Twombly, Foster are president, vice president of school board


Members of the Anne Arundel County Board of Education unanimously elected Thomas Twombly and Joseph Foster as their president and vice president, respectively, yesterday.

Each man will serve a one-year term and each said he hoped to see board members work better with one another.

The past year has seen the board become increasingly divisive.

"The most important thing is teamwork," Mr. Twombly said. "I intend to play to the individual strengths of the board members."

Mr. Twombly is beginning his fourth year on the appointed board. Mr. Foster, who is starting his second, said he hoped to see the board improve the way it does business.

The board has been criticized for being plodding and meddling, for putting its most important meeting agenda items at the end of sessions that run past their allotted time, and for starting meetings with lengthy closed sessions.

"I'm hoping there will be a new openness on the part of leadership. I am also hoping they are going to take a look at the way the agenda is set. Hopefully, action items will come first on the agenda," said Carolyn Roeding, president of the county Council of PTAs.
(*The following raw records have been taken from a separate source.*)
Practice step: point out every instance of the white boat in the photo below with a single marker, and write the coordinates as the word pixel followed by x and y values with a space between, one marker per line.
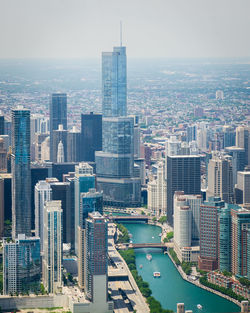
pixel 149 257
pixel 157 274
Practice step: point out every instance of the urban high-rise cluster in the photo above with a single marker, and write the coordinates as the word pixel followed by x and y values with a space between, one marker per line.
pixel 56 183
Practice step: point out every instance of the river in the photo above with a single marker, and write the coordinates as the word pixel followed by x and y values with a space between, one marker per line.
pixel 171 288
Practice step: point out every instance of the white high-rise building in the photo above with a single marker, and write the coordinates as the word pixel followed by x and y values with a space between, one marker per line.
pixel 220 178
pixel 157 192
pixel 43 193
pixel 52 259
pixel 186 226
pixel 60 153
pixel 173 146
pixel 182 221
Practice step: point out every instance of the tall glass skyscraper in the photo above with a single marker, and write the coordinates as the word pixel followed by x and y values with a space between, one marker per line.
pixel 114 82
pixel 58 115
pixel 115 163
pixel 21 265
pixel 21 175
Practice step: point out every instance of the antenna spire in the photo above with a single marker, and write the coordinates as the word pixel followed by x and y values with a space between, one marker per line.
pixel 121 33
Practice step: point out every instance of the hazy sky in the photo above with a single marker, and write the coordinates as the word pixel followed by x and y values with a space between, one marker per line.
pixel 151 28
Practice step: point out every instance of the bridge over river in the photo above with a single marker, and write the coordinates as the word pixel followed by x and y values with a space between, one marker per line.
pixel 160 245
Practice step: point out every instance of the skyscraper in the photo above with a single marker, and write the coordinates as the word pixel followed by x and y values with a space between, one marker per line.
pixel 91 201
pixel 21 265
pixel 243 141
pixel 115 163
pixel 1 207
pixel 43 193
pixel 240 245
pixel 183 173
pixel 157 192
pixel 52 259
pixel 2 125
pixel 209 244
pixel 21 179
pixel 242 189
pixel 59 135
pixel 220 178
pixel 91 136
pixel 74 145
pixel 114 82
pixel 58 115
pixel 96 258
pixel 84 180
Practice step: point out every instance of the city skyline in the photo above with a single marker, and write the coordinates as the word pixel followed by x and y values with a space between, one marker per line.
pixel 162 28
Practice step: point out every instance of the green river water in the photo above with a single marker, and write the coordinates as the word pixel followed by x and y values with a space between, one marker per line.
pixel 171 288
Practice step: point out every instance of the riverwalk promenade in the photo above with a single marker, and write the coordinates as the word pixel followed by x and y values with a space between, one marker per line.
pixel 127 287
pixel 198 284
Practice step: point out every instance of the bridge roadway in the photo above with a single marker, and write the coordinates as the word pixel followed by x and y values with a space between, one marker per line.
pixel 121 218
pixel 144 245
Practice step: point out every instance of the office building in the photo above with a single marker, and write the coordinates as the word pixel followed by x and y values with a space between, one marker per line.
pixel 191 133
pixel 84 180
pixel 115 163
pixel 21 265
pixel 58 115
pixel 182 222
pixel 21 175
pixel 157 192
pixel 61 191
pixel 114 83
pixel 91 136
pixel 229 136
pixel 96 258
pixel 220 178
pixel 209 244
pixel 183 173
pixel 2 217
pixel 39 139
pixel 59 138
pixel 70 178
pixel 52 259
pixel 74 145
pixel 240 256
pixel 237 160
pixel 243 141
pixel 242 189
pixel 43 193
pixel 3 156
pixel 186 226
pixel 2 132
pixel 91 201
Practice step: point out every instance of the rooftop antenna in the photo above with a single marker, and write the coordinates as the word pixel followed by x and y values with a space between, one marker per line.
pixel 121 33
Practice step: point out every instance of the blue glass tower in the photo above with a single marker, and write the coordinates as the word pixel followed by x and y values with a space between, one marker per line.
pixel 21 179
pixel 21 265
pixel 115 163
pixel 58 115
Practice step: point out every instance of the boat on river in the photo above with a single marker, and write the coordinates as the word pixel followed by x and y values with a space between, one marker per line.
pixel 157 274
pixel 149 257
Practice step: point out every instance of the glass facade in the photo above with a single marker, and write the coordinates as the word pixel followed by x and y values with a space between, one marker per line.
pixel 96 258
pixel 22 266
pixel 225 238
pixel 114 82
pixel 58 115
pixel 21 179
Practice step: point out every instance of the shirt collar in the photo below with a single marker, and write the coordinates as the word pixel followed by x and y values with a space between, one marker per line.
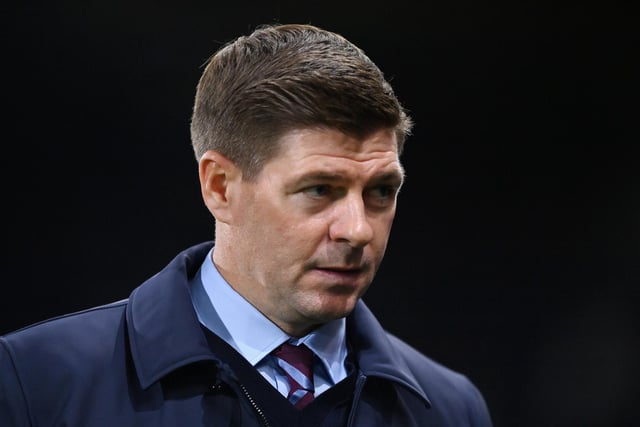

Also yesterday, the board adopted a sexual harassment policy for students and employees, a few lines that say sexual harassment is a form of sex discrimination that is against state and federal laws.

Board members, however, became concerned about regulations that would implement the policy and sought revisions of those rules, mostly as they apply to students.

Student board member Desira St. Pierre voiced concern that the proposed regulations said students should report sexual harassment to a principal -- and did not state that a trusted teacher or other administrator could be told instead.

Female students might be loathe to report sexual harassment by a man to a male principal, she said.

The board also officially accepted the resignation of Ronald Walter Price, 49, the Northeast High School teacher who admitted having sexual relations with at least six students and faces criminal charges connected to three cases.

He resigned due to "personal reasons," which upset a few board members who felt they should have been able to note what those personal reasons were.